System clock drift

Synchronized clocks are critical for distributed databases. If system clocks on the YDB servers drift excessively, distributed transactions will experience increased latencies.

Alert

It is important to keep system clocks on the YDB servers in sync, to avoid high latencies.

Symptoms and thresholds

Typical symptoms of clock skew across nodes:

Slower distributed transactions — end-to-end latency can increase roughly by the amount of clock skew (a node with a “faster” clock waits for coordination with nodes that lag behind).
Timeouts and deadline issues — skew can cause spurious client/server timeouts and deadline failures.
Authentication issues — large skew can break token validity windows and related checks.

When monitoring clock skew between nodes, use these thresholds (typical levels for cluster observability):

Less than 1 millisecond — normal level for routine cluster operation.
1—5 milliseconds — a range where it already makes sense to look for the cause of desynchronization and increase observability.
More than 5 milliseconds — critical level: urgent diagnosis and time alignment are required.
25 milliseconds and above — growing performance degradation; users see widespread latency issues and timeouts on distributed transactions.
30 seconds — distributed transactions stop working (see below).
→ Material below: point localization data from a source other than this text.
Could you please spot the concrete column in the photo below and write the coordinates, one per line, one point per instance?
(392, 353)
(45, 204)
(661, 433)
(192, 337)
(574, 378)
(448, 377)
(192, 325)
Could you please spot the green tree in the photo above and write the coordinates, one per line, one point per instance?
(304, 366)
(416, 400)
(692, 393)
If the system clocks of the nodes running the coordinator tablets differ noticeably from one another, transaction latencies increase by the time difference between the fastest and slowest system clocks. This occurs because a transaction planned on a node with a faster system clock can only be executed once the node with the slowest clocks reaches the same time.
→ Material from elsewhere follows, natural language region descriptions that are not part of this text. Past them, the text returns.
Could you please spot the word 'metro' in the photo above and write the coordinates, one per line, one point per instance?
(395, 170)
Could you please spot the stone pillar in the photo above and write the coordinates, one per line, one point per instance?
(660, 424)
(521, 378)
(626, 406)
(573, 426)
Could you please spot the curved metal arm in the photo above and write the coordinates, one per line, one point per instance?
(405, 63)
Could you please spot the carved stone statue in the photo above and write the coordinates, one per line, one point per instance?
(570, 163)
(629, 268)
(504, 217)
Furthermore, if the system clock drift exceeds 30 seconds, YDB will refuse to process distributed transactions. Before coordinators start planning a transaction, affected data shards determine an acceptable range of timestamps for the transaction. The start of this range is the current system time of the mediator tablet, and the end is defined by the 30-second planning timeout. If the coordinator's system clock falls outside this time range, it cannot plan a distributed transaction, resulting in errors for such queries.

Diagnostics

To diagnose system clock drift on YDB servers, use the following methods:

Use Healthcheck in the Embedded UI:
1. In the Embedded UI, go to the Databases tab and click on the database.
2. On the Navigation tab, ensure the required database is selected.
3. Open the Diagnostics tab.
4. On the Info tab, click the Healthcheck button.
  
  If the Healthcheck button displays a MAINTENANCE REQUIRED status, the YDB cluster might be experiencing issues, such as system clock drift. Any identified issues will be listed in the DATABASE section below the Healthcheck button.
5. To see the diagnosed problems, expand the DATABASE section.
  
  System clock drift problems are listed under NODES_TIME_DIFFERENCE.
Note

For more information, see Health Check API
Open the Interconnect overview page in the Embedded UI. Interconnect metrics (including indicators related to clock skew across nodes) help assess the scope of the issue alongside the overall picture of connectivity latency and errors.

Note

An increase in system clock skew according to interconnect monitoring (as shown in the Embedded UI and collected via cluster metrics) may be caused by actual clock drift, exhaustion of resources in the interconnect CPU pool, or network equipment overload.
Use such tools as pssh or ansible to run the command (for example, date +%s%N) on all YDB nodes to display the system clock value.

Warning

Network delays between the host that runs pssh or ansible and YDB hosts will influence the results.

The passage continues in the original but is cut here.